The Missiongrip sole coped well in a wide variety of terrain types.

And now onto the sole unit and I’ve saved this for the last section of the review as it’s contentious for many people. No doubt that you may have already read some reviews about the sole unit on On shoes. The Cloud Tech does indeed offer a great cushioning experience (pretty much the best I’ve found on these hybrid running/hiking boots) and you will have seen photos of pebbles and grit getting caught in the lugs. So, does do grit and pebbles get caught in the lugs – yes. But then no more so than many other boots I’ve used before. There is a a Y shaped slot that grit tended to get caught in and mud did build up in the sole. But if you apply a little maintenance they will be fine, so yes I may need to dig out some grit and yes remove dried mud but then I’ve has to do that with every hiking boot I’ve ever owned. The cushioning more than makes up for the small amount of extra work it amounts to.

The Missiongrip sole is also another aspect than On refer to on the boot and I found the friction very good on dry rock and reasonable on wet, clean rock. Needless to say in the UK you are more likely to come across mud, moss and other slippy hazards that no rubber will mitigate so I’m putting a proviso on that. Brilliant on rock, OK on wet ground as lugs are well spaced and placed. You not be able to resole the Cloudrock’s as it is very specific but the soles have proved quite durable for the punishing terrain I’ve put them through. The Speedboard has proved stable in a whole variety of situations including some easy rock scrambles. I haven’t worn them in snow yet but I’m confident that they will perform for me with running crampons and spikes and I’m looking forward to trying them out in winter mountain running.

In conclusion, the On Cloudrock Waterproof shoes are a great hiking boot and as a first foray into the market On have done well. The boot is supremely comfortable and provides a stable ride over all types of terrain. The waterproof membrane has proved breathable on warmer days and has kept the water out on water soaked ground. I suspect that as with all non leather hiking boots the membrane will leak over time but you can improve this by wearing waterproof socks (such as SlealSkinz).
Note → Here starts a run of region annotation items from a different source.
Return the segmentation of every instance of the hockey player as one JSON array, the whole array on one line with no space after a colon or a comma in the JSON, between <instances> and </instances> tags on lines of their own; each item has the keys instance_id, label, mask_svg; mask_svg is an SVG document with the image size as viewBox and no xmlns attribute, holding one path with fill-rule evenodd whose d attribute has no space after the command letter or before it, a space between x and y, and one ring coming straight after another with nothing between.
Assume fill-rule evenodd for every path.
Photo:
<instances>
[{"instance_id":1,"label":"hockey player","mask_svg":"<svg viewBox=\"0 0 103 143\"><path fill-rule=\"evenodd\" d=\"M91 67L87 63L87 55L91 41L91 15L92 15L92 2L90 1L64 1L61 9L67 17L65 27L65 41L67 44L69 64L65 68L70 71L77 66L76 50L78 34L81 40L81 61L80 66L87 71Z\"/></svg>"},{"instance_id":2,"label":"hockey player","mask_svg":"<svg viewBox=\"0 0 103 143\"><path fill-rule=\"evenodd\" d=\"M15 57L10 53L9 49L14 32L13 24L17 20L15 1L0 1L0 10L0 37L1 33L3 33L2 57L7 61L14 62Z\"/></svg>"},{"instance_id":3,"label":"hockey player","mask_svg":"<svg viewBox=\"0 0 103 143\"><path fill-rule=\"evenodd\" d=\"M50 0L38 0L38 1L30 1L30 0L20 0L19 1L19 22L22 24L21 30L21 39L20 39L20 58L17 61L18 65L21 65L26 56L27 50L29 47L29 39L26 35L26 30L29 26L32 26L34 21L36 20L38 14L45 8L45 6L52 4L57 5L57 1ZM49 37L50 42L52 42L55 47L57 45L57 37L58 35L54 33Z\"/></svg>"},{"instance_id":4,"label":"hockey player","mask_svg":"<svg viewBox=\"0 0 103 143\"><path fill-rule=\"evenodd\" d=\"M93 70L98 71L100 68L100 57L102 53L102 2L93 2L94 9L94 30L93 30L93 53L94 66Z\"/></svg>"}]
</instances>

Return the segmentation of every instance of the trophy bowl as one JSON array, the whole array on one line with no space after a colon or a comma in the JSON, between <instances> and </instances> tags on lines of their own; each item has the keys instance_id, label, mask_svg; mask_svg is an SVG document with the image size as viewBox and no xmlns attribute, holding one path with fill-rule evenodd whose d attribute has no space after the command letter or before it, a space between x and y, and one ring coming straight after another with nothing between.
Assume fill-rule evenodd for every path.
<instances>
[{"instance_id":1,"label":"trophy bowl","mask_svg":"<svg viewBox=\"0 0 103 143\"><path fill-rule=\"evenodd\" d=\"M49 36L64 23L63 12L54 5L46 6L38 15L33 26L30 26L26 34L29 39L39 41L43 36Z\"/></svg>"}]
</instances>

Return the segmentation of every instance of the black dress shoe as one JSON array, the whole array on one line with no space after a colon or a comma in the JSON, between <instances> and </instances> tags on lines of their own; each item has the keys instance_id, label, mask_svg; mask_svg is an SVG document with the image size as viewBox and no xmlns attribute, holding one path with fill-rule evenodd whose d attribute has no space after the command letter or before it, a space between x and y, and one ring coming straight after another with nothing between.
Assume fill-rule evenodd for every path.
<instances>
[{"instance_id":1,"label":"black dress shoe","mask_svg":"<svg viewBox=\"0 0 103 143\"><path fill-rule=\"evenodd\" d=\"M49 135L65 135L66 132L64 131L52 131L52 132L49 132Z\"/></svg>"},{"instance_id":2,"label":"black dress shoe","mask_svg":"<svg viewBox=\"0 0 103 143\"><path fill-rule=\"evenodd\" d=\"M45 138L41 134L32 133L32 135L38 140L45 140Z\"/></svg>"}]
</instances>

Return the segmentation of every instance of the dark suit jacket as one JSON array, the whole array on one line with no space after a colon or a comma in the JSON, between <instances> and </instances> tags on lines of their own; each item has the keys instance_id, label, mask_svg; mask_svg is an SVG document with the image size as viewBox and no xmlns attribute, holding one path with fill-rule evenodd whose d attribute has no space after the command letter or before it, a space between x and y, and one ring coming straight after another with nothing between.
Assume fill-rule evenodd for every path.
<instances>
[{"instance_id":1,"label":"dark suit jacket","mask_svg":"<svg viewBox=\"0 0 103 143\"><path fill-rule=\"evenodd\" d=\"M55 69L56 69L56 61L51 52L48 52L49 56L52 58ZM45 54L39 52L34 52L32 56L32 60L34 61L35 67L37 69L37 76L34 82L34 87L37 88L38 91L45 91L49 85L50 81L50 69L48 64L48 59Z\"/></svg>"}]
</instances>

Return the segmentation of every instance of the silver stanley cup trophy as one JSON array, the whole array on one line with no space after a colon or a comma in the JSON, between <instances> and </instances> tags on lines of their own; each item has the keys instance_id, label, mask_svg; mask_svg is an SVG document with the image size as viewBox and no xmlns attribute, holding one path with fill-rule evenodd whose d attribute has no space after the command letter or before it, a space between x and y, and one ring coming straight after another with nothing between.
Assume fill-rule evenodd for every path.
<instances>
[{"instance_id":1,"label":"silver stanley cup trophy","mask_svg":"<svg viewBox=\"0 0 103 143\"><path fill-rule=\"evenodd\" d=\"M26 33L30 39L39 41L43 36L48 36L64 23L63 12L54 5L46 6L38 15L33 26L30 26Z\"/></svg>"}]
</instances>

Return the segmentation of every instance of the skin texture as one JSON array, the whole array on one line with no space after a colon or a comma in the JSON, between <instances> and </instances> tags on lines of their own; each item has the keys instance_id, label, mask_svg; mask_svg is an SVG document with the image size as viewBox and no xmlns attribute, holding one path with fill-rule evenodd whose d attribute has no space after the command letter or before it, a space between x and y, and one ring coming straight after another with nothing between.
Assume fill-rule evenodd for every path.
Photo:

They’re stylish and perform well which, in my book is a winning combination.

The On Cloudrock Waterproof boots come in three colour options and sizes UK 6.5 to 13.5 for Men and sizes UK 3 to 9 for Women in half sizes.

The SRP is £180 and they are available direct from On Europe.

Disclaimer – CGR reviewers and writers are never paid to provide a review and the website does not take advertising or link to affiliate sales. We are a bunch of keen climbers and travellers that accept sample products and offer an honest and independent review of the item. The reviewer will often keep the sample after reviewing it for both hygiene and safety reasons and more often it’s in no fit state to return!

2 thoughts on “On Cloudrock Waterproof Review 2019

  1. I saw this boot on a review somewhere else and was curious about it. I have been wearing Hoka One One Speedgoat Mids for the last 4 years here in Washington’s North Cascades and have really enjoyed their aggressive vibram soles and cushioning for hiking, backpacking, and scrambling. Ultralight footwear compliments ultralight gear. I like the Altra Lone Peak Mid 3.0 also. Thanks for the information.